Haploinsufficiency plays a crucial role in Neurofibromatosis (NF1), an autosomal dominant genetic disorder impacting over 120,000 individuals in the United States. Current therapeutic approaches focus on specific components of NF1 signaling, for example inhibiting MEK signaling pathways in tumors, thus failing to address the broad range of signaling and symptoms associated with NF1. Given that NF1 is characterized by both autosomal dominance and haploinsufficiency (lack of normal protein), upregulating protein expression of the remaining wild-type NF1 allele has the ability to compensate for loss of function from the mutant allele, thus alleviating a broad range of NF1 symptoms and overall disease progression. Infixion proposes to build a luciferase reporting assay to evaluate NF1 expression against known drugs, including 50+ compounds, across six drug classes, already identified by Infixion to correlate with increased NF1 expression. By confirming that these candidate drugs activate NF1 transcription, increase NF1 protein expression, and normalize Ras pathway signaling in NF1 +/- Schwann cells, and by further screening libraries of known drugs for increased NF1 expression, we propose a novel path of NF1 drug discovery that will impact a broad range of NF1 patients and symptoms, in a preventative manner, and without regard to the wide spectrum of NF1 genetic mutations. Research Background. Increasing NF1 expression via transfection reverses abnormal Ras activation resulting from NF1 loss (Wallis, et al. 2018). Transcriptional activation in other genetic conditions such as Willams-Beuren Syndrome, and Supravalvular Aortic Stenosis compensates for haploinsufficiency (Giordano, et al. 2012). Lastly, overcoming haploinsufficiency in another autosomal dominant condition (Sim1 induced obesity; mouse model) was recently shown using a Crispr/dCas9 transcriptional activator (Ahituv, et al. 2019).

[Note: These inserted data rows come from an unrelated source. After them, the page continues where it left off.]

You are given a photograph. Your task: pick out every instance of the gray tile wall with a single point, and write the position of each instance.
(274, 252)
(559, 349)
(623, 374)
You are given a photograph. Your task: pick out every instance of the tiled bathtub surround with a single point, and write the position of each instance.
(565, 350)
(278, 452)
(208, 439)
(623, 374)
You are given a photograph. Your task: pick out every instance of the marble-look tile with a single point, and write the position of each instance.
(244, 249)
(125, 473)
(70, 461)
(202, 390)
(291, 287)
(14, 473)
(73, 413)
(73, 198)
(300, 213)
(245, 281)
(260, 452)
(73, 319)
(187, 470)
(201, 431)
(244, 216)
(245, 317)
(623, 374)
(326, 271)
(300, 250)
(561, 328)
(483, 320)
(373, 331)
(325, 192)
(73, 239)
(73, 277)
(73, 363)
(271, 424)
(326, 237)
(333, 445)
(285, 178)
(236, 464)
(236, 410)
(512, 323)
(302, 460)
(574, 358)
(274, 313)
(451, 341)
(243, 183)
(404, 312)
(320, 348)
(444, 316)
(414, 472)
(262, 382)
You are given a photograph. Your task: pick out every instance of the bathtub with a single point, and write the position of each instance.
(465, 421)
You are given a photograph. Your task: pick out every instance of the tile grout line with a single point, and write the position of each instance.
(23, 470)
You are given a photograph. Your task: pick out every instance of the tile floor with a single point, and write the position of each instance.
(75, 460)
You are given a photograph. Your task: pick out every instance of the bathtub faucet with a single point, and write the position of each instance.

Specific Aims. 1) Construct a luciferase reporter assay engineered into the endogenous NF1 gene of a well characterized, publically available, immortalized NF1 +/- Schwann cell line (Wallace et al. 2016; data published at Synapse.org). Validate assay using a viral transcription factor developed by Infixion using Crispr/dCas9 to upregulate NF1. 2) Deploy this NF1 luciferase reporter assay to screen 50+ known drugs shown by Infixion to correlate with increased NF1 expression across various cell/tissue types. Next, use this validated luciferase reporter to screen a 13,000+ compound repurposing library of known drugs available from Scripps Research Institute (known as ReFrame). 3) The top hits from Aim 2 screens will be evaluated, utilizing both immortalized and iPSC derived NF1+/- Schwann cells, for the following: a) ability to induce NF1 mRNA and protein expression, using qPCR and Westerns, b) the impact on Ras signaling (pERK, ELK-1, AKT, etc.) utilizing a targeted quantitative mass spec proteomics assay, c) their broader impact on gene expression in Schwann cells utilizing RNAseq, d) impact on cell proliferation, and e) their safety profile based on published data from previous trials. The goal is to prioritize not more than 3-5 candidates to take forward into a Phase 2 evaluation.
Neurofibromatosis Type 1 (NF1) is an autosomal dominant genetic disorder that impacts an estimated 1 in 3000 people worldwide, and one that is characterized by a complex set of symptoms shown to be dependent on haploinsufficiency (i.e., the lack of normal protein). By upregulating NF1 protein expression from the normal allele by two-fold, and thus restoring normal levels of functional NF1 protein in tissues important in NF1, we target a range of NF1 symptoms by eliminating the haploinsufficient environment. We propose to develop and utilize NF1-specific luciferase reporter and proteomic assays, along with standard small molecule evaluation tools, to characterize a small molecule library of repurposed drugs for their ability to upregulate NF1 transcription, and to further evaluate the resulting impact of ?hits? on NF1 protein expression, cell proliferation, gene expression specificity, as well as downstream pathways (such as Ras, MEK, mTOR) known to be dysregulated by mutations in the NF1 gene.